As the same with Melvin and Vorthos, there are crossovers. People can be a Spike Titus, Timmy Titus, and Johnny Titus with the possibility of a Dave Titus. If I were a betting man, Spike Titus would be the larger of the group, Timmy second, with only a few Johnny players having Titus qualities. Johnny combo can be more difficult to grasp having Titus qualities. Stasis and Winter Orb are two relevant Johnny Titus pieces of cardboard. Stasis is a very simple card and it impacts the board without the aid of other card interactions. The same can be said for Winter Orb. Unfortunately, good old Johnny finds ways to abuse them.

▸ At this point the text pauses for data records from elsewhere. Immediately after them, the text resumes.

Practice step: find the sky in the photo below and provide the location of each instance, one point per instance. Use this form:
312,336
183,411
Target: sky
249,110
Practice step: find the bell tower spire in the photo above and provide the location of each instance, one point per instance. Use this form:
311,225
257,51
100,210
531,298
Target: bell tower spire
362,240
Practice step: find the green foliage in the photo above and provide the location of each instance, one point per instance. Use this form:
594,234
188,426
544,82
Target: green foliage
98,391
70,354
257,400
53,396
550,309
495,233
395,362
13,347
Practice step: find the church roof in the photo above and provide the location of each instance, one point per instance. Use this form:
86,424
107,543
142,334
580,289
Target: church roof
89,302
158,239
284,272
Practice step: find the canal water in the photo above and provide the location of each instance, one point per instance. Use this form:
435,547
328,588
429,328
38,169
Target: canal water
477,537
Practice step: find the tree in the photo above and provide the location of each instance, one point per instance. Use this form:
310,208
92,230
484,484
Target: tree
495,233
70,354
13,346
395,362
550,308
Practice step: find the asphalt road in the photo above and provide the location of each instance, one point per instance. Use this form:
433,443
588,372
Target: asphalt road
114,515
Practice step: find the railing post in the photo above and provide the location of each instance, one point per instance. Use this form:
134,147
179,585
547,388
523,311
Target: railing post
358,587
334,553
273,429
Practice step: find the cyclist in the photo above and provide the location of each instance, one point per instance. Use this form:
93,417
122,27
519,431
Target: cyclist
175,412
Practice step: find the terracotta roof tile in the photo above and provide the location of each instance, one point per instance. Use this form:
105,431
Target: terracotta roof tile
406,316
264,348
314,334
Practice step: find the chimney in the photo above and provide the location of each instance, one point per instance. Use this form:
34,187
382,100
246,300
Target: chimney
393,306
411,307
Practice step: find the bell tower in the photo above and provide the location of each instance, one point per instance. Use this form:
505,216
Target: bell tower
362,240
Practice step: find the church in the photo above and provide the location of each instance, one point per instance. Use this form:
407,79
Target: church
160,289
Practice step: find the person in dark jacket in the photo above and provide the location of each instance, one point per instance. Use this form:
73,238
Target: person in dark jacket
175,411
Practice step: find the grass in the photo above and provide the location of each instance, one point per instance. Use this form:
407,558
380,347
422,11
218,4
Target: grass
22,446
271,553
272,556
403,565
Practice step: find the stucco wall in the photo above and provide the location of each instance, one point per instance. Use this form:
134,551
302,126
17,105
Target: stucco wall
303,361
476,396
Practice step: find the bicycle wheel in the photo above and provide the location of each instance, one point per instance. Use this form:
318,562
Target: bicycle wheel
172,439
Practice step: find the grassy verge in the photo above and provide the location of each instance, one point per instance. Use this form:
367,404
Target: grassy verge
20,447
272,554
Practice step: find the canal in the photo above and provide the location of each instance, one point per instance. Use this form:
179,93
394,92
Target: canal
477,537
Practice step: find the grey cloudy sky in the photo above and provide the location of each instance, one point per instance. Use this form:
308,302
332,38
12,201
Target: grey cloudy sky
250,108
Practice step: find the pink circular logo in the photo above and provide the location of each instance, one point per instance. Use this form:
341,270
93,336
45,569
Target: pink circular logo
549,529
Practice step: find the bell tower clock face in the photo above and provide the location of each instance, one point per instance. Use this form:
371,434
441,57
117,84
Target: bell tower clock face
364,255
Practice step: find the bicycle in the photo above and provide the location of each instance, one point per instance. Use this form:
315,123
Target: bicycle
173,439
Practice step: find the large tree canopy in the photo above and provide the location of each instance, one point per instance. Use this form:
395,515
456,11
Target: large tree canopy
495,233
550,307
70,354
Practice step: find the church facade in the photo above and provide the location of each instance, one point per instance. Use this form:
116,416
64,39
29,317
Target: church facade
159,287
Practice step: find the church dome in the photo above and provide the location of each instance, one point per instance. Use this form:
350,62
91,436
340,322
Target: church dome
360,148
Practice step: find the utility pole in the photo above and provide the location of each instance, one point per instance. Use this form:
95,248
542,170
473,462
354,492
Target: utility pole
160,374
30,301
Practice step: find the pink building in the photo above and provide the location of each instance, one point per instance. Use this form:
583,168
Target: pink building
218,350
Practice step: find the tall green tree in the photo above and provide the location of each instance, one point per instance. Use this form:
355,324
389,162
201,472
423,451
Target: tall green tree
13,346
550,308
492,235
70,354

With all this said, don’t think of Titus as stupid. This would be a major error. Titus knows what he likes and doesn’t want to play with anything else. I have a brother-in-law who I would classify as a Titus in real life. His primary choice for food is a hamburger. Not with cheese, ketchup, mustard, or any other condiment, just a hamburger. Whenever we go out to eat, even in a fancy restaurant, he will order a hamburger or constantly complain there isn’t a hamburger on the menu. Does this make him dumb? Not at all, he is a very smart guy, but he lives a very simple lifestyle. He knows what he likes and that’s what he is going to do. He watches NASCAR and football. He doesn’t like politics. He knows politics and can argue with the best of them, but he doesn’t like politics. However, if we turned the conversation to anything car related, I would need to weld his mouth closed in order to ever get him to shut up. The man knows more about cars than just about anyone excluding Jay Leno.
Anyway, what do you think? Are you a Titus or is Titus just one of my multiple personalities?